EMT can support drug resistance of cancer cells, among them, ovarian cancer cells [35]. As the therapy of ovarian cancer is built on platinum-based drugs [11], we assessed the sensitivity of A2780 cells and A2780 cisplatin-resistant cells to cisplatin with and without UDCA treatment in a short timeframe (4 h, MTT assay; Fig. 2A) and in a long timeframe (48 h, SRB assay; Fig. 2B, C) (similar to [36]). Cisplatin had no effect in the short timeframe neither in cisplatin-sensitive nor in cisplatin-resistant cells (Fig. 2A), in contrast to the long treatment scheme (Fig. 2B, C). However, UDCA treatment did not affect cisplatin-induced cytostasis (Fig. 2B, C).
A–C A2780 cells were plated in 96 well plates (104 cells/well for the MTT assay for both cell lines; for SRB 2 × 103 cisplatin sensitive cells/well and 6 × 103 cisplatin resistant cells/well) and were treated with cisplatin as indicated with or without 300 nM UDCA. In the MTT assay (A) the treatment lasted 4 h, in the SRB assay (B) the treatment lasted 48 h. The IC50 values obtained from the SRB assay are depicted on (C). Data are presented as means ± SD. Except for the SRB assay on cisplatin-sensitive cells, where 5 biological replicates are presented, all other assays were performed in 3 biological replicates. Individual assays were measured in duplicates. Values were normalized to vehicle-treated cells (absorbance is equal to 1). Nonlinear regression (GraphPad “[Inhibitor] vs. response (four parameters)” utility) was performed on datasets to obtain IC50 values. Normality of the IC50 values were determined using the Shapiro-Wilk test. Statistical difference between the inhibitory curves was performed non-paired, two-sided t-test was applied. CisPt cisplatin, MTT 3-(4,5-dimethylthiazol-2-yl)-2,5-diphenyltetrazolium bromide, SRB sulforhodamine B, UDCA ursodeoxycholic acid.
Ursodeoxycholic acid induces NRF2 expression and reduces oxidative stress
Bile acids in other cancer models impacted on cancer cell proliferation through mediating the redox status of cancer cells (e.g. [21, 23, 37, 38]). Changes to the redox status of cells upon bile acid treatment depends on changes to the expression and cellular localization of nuclear factor erythroid 2-related factor 2 (NRF2/NFE2L2) [39, 40].

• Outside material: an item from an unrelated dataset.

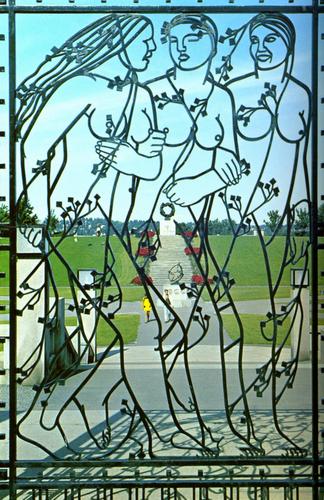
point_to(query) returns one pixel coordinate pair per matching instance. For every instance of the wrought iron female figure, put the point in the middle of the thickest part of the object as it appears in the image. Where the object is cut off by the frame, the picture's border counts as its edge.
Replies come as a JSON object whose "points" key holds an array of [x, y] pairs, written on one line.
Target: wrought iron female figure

UDCA induced the mRNA (Fig. 3A) and protein expression of NRF2 (Fig. 3B) without influencing the expression of Kelch-like ECH-associated protein 1 (KEAP1) (Fig. 3C) that is an intrinsic inhibitor of NRF2. These suggest the induction of NRF2 and in line with that, we observed a reduced immunosignal of 4-hydroxy-nonenal (4HNE), an oxidative stress marker [41] (Fig. 3D) and reduced hydroethidine signal, an indication of lower superoxide production [42] (Fig. 3E). UDCA treatment yielded 4HNE signals throughout the whole molecular weight range of the lysate (Fig. 3D), in contrast to our previous observations, where rather well-defined protein targets were identified.

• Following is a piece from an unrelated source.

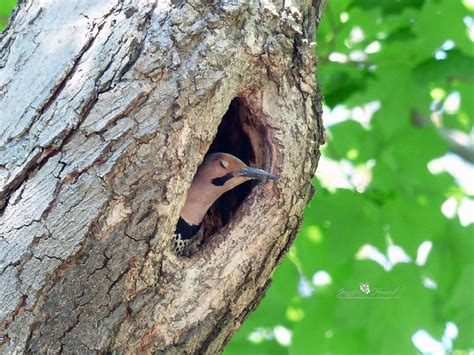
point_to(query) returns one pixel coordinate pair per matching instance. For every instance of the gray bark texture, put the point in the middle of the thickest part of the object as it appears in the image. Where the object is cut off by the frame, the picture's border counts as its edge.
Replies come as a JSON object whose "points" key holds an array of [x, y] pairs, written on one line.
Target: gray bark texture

A A2780 cells (105/well) were plated in 6-well plates and were treated with UDCA or DMSO as vehicle for 48 h. Cells were scraped, RNA was prepared and the expression of Nrf2 gene was assessed by RT-qPCR. Three biological replicates are reported. B–D A2780 cells were plated in 6 cm petri dishes (106 cells/dish) and were treated with 300 nM UDCA or DMSO as vehicle for 48 h. Total protein was prepared and lysates were subjected to SDS-PAGE and Western blot. Blots were developed with the antibodies indicated and were evaluated by densitometry. Number of biological replicates on B is 2 for the Novus and 2 for the Abcam antibody; on C, the number of biological replicates is 4; on D, the number of biological replicates is 3. E A2780 cells were plated in 24 well plates (104 cells/well) and were treated with 300 nM UDCA or DMSO as vehicle control for 48 h. Cells were stained with 2.5 µM Hydroethidine for 30 min and fluorescence signal was measured by flow cytometry. Treatments were performed in 6 replicates. Result from 2 independent experiments is reported. All values are depicted as mean ± SD. The number of biological replicates is the following: B Abcam n = 2, Novus n = 2, C n = 4, D n = 3. Normality was assessed using the Shapiro–Wilk test. Densitometric values were compared using unpaired t-test. ** and *** indicate statistical difference between vehicle and UDCA-treated cells at p < 0.01 or p < 0.001, respectively. DMSO dimethyl sulfoxide, HE hydroethidine, KEAP1 Kelch-like ECH-associated protein 1, NRF2 nuclear factor erythroid 2-related factor 2, UDCA ursodeoxycholic acid, 4HNE 4-hydroxy-nonenal.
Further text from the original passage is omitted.